C’est très simple en fait : en laissant le parti nationaliste parler de dédiabolisation. En permettant aux médias, éditorialistes, journaux de laisser croire qu’il avait été « diabolisé » alors qu’il était simplement montré tel qu’en lui-même : un parti créé par Ordre Nouveau (mouvement politique français, nationaliste et d’extrême droite, actif entre 1969 et 1973 ; habituellement classé dans le courant néofasciste, utilisant la croix celtique comme emblème et dont le Front national devait à l’origine constituer la vitrine électorale) ; un parti qui possède un ancêtre éponyme fondé dans les années 30, issu du rapprochement des ligues nationalistes françaises dont l’Ordre Français, l’Action Française, les Jeunesses patriotes et Solidarité française ; un parti créé en 1972, inspiré du MSI, parti néo-fasciste italien fondé en 1946 par des proches de Mussolini (cf. le premier logo du FN et non sa version 2.0) ; un parti dont Jean-Marie Le Pen alors en retrait de la vie politique après sa participation à la campagne de Jean-Louis Tixier-Vignancour (ex-camelot du roi, ex-membre des Volontaires nationaux liés aux Croix-de-feu puis du Parti populaire français, principal parti politique d’inspiration fasciste français fondé par Jacques Doriot) devient le premier président jusqu’en 2011 (39 ans de règne) avant d’être remplacé par sa fille, désormais présente au second tour de l’élection présidentielle 2017.

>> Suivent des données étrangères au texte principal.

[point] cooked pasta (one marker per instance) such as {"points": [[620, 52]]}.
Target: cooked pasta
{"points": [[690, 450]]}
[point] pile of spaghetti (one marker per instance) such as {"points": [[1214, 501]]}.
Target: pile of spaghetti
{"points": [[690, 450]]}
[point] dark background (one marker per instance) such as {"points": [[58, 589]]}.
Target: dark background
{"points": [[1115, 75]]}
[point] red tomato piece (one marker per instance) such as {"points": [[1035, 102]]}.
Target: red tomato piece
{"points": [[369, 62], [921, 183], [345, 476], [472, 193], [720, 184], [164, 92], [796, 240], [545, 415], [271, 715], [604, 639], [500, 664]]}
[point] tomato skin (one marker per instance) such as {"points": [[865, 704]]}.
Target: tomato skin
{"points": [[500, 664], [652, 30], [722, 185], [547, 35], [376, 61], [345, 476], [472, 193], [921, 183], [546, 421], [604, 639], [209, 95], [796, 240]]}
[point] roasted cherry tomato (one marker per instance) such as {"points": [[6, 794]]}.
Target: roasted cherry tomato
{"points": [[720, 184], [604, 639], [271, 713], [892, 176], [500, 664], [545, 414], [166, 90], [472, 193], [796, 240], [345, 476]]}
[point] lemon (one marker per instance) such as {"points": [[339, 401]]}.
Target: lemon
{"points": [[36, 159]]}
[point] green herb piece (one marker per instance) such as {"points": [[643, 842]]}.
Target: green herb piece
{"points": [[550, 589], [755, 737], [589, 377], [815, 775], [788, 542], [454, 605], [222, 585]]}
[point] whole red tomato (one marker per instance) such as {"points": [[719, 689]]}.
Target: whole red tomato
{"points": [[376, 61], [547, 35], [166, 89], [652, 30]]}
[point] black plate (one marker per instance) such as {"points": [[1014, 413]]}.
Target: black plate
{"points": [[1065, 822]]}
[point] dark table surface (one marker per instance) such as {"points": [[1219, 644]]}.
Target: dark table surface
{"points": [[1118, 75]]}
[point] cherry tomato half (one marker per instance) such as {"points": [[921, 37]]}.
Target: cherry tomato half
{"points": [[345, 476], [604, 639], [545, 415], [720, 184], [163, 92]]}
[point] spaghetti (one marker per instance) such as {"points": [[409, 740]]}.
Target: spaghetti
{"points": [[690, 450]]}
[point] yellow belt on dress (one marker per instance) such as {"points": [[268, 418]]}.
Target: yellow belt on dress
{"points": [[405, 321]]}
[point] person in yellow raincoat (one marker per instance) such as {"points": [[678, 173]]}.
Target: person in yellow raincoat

Que de chemin parcouru pour un parti qui puise ses racines dans le nationalisme, dans l’extrémisme-droitier, dans le fascisme à des degrés divers (par alliance, par filiation directe, par inspiration indirecte, par l’historique de ses membres fondateurs)… tout en maîtrisant comme peu d’autres formations la communication politique jusqu’à la propagande. Au point que l’héritière du parti a tout fait pour gommer son patronyme, réduit le nom de son parti à son prénom et une couleur, substitué au logotype historique une rose bleue plus innocente. Jusqu’à se dire « au dessus des partis », se prétendre « insoumise » pour récupérer les électeurs de Jean-Luc Mélenchon tout en continuant de dérouler les mêmes thématiques anti-européennes, souverainistes (le retour au Franc, la fermeture des frontières, le repli identitaire), la stigmatisation des étrangers, le spectre de l’immigration…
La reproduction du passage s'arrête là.